We get most of our NAD+ from ordinary dietary food. So, if you pay a little attention, you can boost NAD+ simply by preferring some healthier foods over others. We don’t get NAD+ from food directly though, since NAD+ is such a big molecule that it is unable to pass through the walls of our gut.
How do we get it then? Well, our bodies make NAD+ from certain precursors, molecules like Lego blocks that we take apart and put together to produce NAD+. Therefore, if we want to boost the NAD+ we get from food, we must consume foods that are naturally rich in these precursors.
First, what are these precursors? There are five main precursors, the first three are different forms of vitamin B3. These are: nicotinic acid, also known as niacin or NA; nicotinamide, also known as niacinamide or NAM; and nicotinamide riboside or NR. The B3 vitamins are found in meat, fish, dairy products, raw and cooked vegetables, beans, and seeds.
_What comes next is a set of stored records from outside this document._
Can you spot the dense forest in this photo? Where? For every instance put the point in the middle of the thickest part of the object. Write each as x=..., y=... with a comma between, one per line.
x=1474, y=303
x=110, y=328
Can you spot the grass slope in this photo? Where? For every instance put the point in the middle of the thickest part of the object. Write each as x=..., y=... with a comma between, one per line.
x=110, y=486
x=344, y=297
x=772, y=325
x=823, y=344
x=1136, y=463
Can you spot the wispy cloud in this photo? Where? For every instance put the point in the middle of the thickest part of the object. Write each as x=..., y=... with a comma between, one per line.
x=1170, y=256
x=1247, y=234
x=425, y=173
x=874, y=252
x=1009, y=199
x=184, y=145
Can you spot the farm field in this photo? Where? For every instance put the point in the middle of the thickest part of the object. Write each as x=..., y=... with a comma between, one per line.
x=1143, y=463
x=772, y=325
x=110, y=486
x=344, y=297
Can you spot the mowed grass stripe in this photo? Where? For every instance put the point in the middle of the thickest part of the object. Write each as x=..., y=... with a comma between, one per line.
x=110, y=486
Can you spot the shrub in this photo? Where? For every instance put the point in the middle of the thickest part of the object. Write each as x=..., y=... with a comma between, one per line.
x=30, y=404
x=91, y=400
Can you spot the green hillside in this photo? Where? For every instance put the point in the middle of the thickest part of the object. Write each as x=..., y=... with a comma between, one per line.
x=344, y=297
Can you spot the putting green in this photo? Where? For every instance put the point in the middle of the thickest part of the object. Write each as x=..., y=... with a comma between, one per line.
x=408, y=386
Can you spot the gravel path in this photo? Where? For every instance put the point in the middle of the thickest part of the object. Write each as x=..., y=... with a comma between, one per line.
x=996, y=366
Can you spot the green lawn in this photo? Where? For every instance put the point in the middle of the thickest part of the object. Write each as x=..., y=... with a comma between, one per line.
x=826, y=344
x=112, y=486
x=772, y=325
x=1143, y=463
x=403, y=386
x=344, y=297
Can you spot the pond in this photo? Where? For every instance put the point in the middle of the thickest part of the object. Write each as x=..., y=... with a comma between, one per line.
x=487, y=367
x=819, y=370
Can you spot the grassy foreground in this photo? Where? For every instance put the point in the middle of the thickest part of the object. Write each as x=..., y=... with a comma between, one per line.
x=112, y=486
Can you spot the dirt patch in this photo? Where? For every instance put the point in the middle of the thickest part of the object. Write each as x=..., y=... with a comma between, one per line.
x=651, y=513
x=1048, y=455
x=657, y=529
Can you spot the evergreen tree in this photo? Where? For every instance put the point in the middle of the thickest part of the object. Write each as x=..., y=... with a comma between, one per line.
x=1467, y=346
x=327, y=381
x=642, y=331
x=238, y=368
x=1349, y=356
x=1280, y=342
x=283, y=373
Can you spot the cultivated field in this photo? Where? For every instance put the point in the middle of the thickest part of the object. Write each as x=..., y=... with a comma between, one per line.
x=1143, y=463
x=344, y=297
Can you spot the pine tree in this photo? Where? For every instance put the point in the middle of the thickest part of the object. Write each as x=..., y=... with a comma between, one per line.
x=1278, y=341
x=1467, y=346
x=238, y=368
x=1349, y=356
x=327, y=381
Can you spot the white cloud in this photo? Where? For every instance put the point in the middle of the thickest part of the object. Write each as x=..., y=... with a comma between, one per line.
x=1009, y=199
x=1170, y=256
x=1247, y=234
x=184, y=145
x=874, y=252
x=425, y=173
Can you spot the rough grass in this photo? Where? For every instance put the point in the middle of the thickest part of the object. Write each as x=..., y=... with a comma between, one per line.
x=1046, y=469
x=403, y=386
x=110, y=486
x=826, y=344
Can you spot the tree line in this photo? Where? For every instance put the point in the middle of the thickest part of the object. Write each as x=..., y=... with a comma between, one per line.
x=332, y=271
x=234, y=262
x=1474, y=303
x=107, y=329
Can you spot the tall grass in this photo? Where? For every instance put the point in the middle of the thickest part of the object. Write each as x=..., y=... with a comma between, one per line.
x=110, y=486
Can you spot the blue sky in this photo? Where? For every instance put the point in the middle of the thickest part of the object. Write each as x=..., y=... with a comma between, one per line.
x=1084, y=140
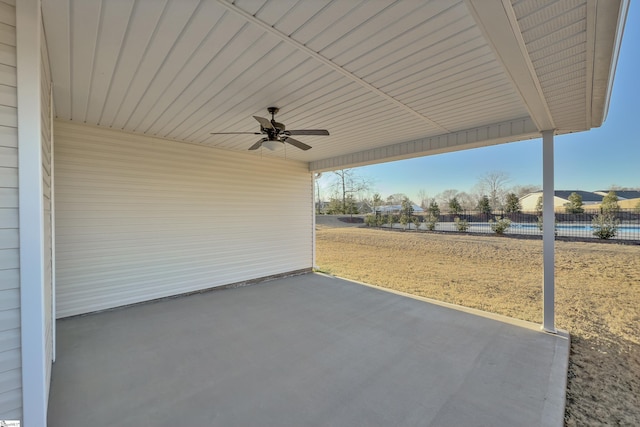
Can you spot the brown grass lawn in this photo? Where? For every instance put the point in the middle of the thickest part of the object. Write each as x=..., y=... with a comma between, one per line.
x=597, y=298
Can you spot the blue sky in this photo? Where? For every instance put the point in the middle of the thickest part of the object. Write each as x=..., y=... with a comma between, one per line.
x=593, y=160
Then, there is tryptophan, an amino acid found in the same protein rich foods. This is not only a precursor of NAD+, but also of other essential molecules, such as the antioxidant, sleep-regulating hormone melatonin, and the so-called “happiness hormone” serotonin.
Finally, there is nicotinamide mononucleotide or NMN. All the other precursors have to go through various intermediate steps before becoming NAD+. Not so for NMN, which forms the last step in the conversion process. Foods particularly rich in NMN are tomatoes, broccoli, cabbage, cucumber, edamame soybeans, avocados, mushrooms, and fresh fish.
One last dietary way of boosting NAD+ is by consuming more fructose-rich foods. These are not only fruits, but also sweeter-tasting vegetables, such as zucchini, asparagus, peas, peppers, and butternut squash. Though fructose is not a precursor to NAD+, it has been shown to boost sirtuin 1, another enzyme associated with longevity, whose levels rise hand in hand with NAD+.
I already watch my diet. Any other way?
You already try to eat healthily. What else can you do?
For a start, sleeping well is intimately connected to your NAD+ levels. Of course, you should try to sleep enough, but not too much. What’s more is that recent scientific research says that it’s best to go to bed and get up at as close to the exact same time of day as possible. Even better if you try to mimic the sun, by falling asleep not so very long after sundown, and waking up at sunrise.
Hot and cold shock
This might sound like a torture method, but it can be rather pleasant, or invigorating. Think of a hot sauna or bath. That’ll work fine. But also, a cold shower, or outdoor swimming, in cold rivers, lakes or the sea. Such activities boost NAD+ since experiencing a hotter or colder than usual body temperature activates NAD+ synthesizing enzymes in response.
The fast way
Fasting has been associated with increased NAD+ levels, as well as a way to keep in shape and maintain a good rate of metabolism. It sounds like another torture method, yet it isn’t as bad or as hard as it sounds. Fundamentally, it doesn’t mean necessarily eating less. All it means is waiting a little longer for your next bite, or having breakfast or lunch a little bit later, getting a bit more used to that slight burning sensation of hunger in the pit of your stomach.
The right balance
As with most things in life, it’s important to keep a balance. Sure, you need to watch your diet, get plenty of exercise, and soak up a few natural rays. But if you restrict your calorie intake too much, exercise too aggressively, or burn yourself under the sun, it’s bad for your NAD+.